The Companys operations mainly comprises breeding of layers and broilers and trading in poultry and poultry related products. These activities constitute the primary segment i.e., Poultry Operations.

xi Leases

The Companys significant leasing arrangements are in respect of operating leases for premises like operational units, offices, residences etc. These leases which are not non-cancellable are generally for more than 11 months, or for longer periods and are usually renewable by mutual consent on mutually agreeable terms. The aggregate lease rentals payable are charged as Rent to Profit and Loss Account.

xii Earnings Per Share

Basic Earnings Per Share is calculated by dividing the net profit or loss for the period attributable to equity share holders by the weighted average number of equity shares outstanding during the period.

For the purpose of calculating the diluted earnings per share, the net profit or loss for the period attributable to equity share holders and the weighted average number of shares outstanding during the period are adjusted for the effects of all dilutive potential equity shares.

xiii Impairment of Assets

The carrying amounts of assets are reviewed at each balance sheet date to determine whether there is any indication of impairment. If any such an indication exists, then the carrying value is reduced to the higher of the net selling price or the value in use. The value in use is the present value of estimated future net income expected from use of the asset.

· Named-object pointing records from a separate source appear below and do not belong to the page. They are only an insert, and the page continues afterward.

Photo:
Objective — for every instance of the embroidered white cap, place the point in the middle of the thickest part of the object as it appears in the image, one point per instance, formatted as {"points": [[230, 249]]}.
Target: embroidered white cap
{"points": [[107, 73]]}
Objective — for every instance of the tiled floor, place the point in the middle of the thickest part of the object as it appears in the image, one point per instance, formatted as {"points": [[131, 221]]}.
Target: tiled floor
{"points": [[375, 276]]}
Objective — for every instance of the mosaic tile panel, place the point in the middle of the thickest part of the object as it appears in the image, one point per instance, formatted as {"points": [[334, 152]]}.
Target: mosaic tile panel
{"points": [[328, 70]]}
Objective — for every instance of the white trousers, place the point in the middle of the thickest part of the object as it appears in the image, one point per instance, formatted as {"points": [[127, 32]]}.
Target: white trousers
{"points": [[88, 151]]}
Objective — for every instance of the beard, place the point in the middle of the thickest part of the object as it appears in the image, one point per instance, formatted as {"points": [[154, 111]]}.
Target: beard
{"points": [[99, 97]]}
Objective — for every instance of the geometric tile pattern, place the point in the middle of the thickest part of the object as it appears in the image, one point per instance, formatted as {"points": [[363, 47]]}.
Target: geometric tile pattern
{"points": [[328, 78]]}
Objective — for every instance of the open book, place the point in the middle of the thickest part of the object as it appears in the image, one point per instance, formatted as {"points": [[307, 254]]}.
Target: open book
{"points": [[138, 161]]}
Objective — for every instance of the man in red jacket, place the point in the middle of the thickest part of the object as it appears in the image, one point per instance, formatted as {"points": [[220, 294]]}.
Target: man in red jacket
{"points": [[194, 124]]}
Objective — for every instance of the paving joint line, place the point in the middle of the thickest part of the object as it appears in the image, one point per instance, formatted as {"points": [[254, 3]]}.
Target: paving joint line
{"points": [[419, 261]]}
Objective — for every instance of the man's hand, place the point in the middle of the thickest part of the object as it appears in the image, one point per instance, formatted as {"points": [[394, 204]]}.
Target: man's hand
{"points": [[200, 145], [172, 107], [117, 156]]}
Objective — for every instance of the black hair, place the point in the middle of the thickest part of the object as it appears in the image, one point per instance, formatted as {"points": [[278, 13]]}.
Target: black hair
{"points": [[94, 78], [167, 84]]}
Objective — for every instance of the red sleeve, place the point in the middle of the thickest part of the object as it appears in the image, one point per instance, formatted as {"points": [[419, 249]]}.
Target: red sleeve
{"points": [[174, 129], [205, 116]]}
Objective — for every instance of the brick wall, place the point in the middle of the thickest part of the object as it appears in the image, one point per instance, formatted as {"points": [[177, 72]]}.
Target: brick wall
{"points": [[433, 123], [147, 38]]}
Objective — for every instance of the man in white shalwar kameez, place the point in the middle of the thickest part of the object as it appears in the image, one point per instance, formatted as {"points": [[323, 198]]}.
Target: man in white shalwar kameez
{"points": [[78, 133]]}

xiv Provisions / Contingent Liabilities

Provisions are recognised, when the Company has a present legal or constructive obligation, as a result of past events, for which it is probable that an out flow of economic benefits will be required to settle the obligation and a reliable estimate can be made for the amount of the obligation. The disclosure is made for all present or possible obligations that may but probably will not require outflow as contingent liability in the finanical statements.